Diese Reaktionen und was da dann losgetreten und breitgetreten wurde, waren jetzt für mich persönlich vor allem in diesen zwei Jahren nicht schön, in denen es passiert ist. Aber ich glaube, ich wär nicht die, die ich heute bin, wenn ich da nicht durchgegangen wäre. Ich bin an diesen Dingen unglaublich gewachsen und ich lerne auch heute noch. Ich bin damit auch gar nicht alleine. Es gibt so viele und deshalb werde ich auch nicht müde, mich dafür einzusetzen, dass diese Beleidigungen, Hasskommentare und überhaupt dieses Ausgrenzen von Menschen, die irgendwie anders sind, dass das aufhört.

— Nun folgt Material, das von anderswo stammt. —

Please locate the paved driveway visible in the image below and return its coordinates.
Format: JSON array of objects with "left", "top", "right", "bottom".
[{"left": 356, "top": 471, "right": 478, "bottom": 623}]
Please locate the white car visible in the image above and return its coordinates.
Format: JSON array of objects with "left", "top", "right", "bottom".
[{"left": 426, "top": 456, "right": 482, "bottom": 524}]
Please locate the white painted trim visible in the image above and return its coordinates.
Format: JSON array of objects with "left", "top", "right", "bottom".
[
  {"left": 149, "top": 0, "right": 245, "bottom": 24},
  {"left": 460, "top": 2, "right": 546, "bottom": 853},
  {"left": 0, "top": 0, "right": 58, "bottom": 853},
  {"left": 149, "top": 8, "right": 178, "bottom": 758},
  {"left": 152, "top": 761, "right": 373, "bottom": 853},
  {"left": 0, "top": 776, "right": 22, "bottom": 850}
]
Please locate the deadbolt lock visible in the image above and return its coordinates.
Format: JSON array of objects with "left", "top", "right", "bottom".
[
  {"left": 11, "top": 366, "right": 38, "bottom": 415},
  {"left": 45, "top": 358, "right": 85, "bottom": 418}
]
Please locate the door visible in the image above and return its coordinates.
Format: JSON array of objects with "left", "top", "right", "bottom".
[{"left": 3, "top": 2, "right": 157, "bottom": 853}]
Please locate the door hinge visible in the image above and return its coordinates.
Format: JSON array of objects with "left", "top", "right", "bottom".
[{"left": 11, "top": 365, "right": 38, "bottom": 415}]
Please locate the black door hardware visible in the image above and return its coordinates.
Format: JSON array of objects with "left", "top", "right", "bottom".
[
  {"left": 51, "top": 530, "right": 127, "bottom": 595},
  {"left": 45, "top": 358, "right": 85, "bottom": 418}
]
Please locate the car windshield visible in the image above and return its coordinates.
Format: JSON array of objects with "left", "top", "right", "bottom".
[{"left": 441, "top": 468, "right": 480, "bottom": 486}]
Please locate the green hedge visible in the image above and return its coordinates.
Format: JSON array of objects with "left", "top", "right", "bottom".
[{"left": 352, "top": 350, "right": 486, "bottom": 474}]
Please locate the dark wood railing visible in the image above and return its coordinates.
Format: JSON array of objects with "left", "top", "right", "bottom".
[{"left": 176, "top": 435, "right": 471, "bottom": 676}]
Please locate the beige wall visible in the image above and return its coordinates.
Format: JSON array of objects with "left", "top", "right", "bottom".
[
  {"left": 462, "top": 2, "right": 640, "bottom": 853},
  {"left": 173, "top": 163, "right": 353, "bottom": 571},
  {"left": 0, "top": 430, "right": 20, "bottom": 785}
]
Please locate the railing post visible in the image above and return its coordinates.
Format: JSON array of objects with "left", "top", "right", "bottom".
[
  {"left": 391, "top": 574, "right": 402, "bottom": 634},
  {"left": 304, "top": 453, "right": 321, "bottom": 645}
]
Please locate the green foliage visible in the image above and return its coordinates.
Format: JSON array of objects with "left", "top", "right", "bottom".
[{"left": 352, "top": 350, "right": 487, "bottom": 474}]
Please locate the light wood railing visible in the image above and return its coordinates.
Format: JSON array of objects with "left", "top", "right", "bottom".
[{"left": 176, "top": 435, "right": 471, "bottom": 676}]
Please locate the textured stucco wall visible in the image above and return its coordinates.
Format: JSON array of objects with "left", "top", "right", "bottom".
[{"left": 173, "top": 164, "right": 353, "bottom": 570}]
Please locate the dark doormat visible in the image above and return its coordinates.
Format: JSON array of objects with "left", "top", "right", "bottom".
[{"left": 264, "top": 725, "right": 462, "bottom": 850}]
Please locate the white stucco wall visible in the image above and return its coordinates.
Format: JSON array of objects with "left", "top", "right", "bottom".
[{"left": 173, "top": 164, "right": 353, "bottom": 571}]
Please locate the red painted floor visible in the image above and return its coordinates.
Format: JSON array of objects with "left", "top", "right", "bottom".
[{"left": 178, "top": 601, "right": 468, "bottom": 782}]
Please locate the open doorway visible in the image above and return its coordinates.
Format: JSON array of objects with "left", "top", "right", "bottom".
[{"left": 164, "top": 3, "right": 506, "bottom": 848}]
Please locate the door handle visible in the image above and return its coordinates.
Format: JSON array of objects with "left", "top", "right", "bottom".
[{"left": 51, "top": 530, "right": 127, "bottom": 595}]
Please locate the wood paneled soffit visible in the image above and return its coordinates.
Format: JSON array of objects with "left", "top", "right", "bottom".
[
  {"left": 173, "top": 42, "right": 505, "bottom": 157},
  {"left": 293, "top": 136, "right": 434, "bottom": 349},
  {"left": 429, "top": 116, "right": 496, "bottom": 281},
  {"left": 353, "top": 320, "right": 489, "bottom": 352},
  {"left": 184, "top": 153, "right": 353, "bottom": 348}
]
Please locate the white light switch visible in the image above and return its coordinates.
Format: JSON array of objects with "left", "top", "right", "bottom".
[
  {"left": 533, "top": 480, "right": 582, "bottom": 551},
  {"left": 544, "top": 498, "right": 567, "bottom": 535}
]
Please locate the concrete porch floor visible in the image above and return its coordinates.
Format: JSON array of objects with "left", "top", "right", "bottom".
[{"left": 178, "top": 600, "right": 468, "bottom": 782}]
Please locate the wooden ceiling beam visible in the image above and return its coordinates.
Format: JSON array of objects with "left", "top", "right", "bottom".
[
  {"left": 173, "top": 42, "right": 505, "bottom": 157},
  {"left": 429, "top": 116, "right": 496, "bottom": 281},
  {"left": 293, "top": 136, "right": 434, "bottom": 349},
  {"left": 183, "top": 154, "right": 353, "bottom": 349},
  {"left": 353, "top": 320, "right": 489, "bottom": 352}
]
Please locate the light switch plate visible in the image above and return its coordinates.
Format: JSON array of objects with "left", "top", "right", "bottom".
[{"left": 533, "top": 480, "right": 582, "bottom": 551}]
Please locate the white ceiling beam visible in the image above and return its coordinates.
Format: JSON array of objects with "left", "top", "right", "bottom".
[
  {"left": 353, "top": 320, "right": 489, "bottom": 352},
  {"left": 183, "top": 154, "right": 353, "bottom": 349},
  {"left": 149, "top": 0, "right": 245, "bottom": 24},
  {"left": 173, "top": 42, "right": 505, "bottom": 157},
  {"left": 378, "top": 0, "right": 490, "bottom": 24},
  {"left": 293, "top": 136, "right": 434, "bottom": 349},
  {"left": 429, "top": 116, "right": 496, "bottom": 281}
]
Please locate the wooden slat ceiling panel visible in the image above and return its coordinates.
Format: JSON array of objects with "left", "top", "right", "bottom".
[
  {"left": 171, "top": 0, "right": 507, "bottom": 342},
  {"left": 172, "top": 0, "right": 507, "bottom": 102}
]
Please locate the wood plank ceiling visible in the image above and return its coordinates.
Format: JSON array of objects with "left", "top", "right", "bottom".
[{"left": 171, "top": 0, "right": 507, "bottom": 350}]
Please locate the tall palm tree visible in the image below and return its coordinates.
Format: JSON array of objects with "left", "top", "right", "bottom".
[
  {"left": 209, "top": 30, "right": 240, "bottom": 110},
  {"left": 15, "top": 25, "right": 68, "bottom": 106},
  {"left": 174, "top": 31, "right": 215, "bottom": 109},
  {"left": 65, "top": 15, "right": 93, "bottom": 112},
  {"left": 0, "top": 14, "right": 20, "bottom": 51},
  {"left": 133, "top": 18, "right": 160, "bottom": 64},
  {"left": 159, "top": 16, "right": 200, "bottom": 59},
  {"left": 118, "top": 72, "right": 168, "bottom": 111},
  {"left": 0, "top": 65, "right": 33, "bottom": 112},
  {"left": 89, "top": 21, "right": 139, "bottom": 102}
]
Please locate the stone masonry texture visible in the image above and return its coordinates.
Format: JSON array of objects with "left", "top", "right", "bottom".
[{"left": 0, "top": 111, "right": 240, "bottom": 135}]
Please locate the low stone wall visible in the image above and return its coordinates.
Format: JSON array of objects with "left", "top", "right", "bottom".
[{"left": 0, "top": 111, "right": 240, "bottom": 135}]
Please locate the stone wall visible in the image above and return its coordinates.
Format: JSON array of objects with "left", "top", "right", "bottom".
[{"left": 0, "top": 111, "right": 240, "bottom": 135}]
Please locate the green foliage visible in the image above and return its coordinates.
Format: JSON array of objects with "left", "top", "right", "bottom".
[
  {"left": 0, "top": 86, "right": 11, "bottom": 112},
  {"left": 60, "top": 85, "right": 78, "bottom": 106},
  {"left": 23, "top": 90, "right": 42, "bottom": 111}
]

noe.ORF.at: Wie ist Stephanie Reinsperger privat? Auch so temperamentvoll?

Reinsperger: Ich bin privat gerne einfach in Jogginghose, ganz leise, die mit der besten Freundin am Sofa bis 4.00 Uhr Früh und die aktuelle Weltlage berät.

noe.ORF.at: Wenn es für Sie so etwas wie eine Traumrolle geben würde, was wäre das?

Reinsperger: Ich habe wirklich das wahnsinnige Glück, dass ich schon so viele von diesen ganz klassischen Rollen spielen durfte. „Medea“ durfte ich schon zweimal spielen. Das ist inhaltlich natürlich eine Riesen-Traumrolle.

Stefanie Reinsperger als „Medea“, 2016, im Volkstheater in Wien
APA/HANS KLAUS TECHT
Im Volkstheater war Reinsperger 2016 als „Medea“ zu sehen

Was ich mir schon wirklich sehr, sehr wünschen würde, wäre einmal so was ganz Zartes und was ganz, ganz Leises und eine vielleicht ganz, ganz unsichere, sehr, sehr dünnhäutige Person darzustellen. Das würde ich gerne mal spielen.

Und ich habe dieses Jahr im Sommer einen Sechsteiler gedreht. Das war für mich das erste Mal so eine riesige Rolle. Über einen so langen Zeitraum, das macht schon sehr viel Spaß. Oder vielleicht eine Serienhauptrolle, wo man wirklich Zeit hat, über mehrere Folgen oder sogar Staffeln etwas zu entwickeln. Das würde mich auch reizen.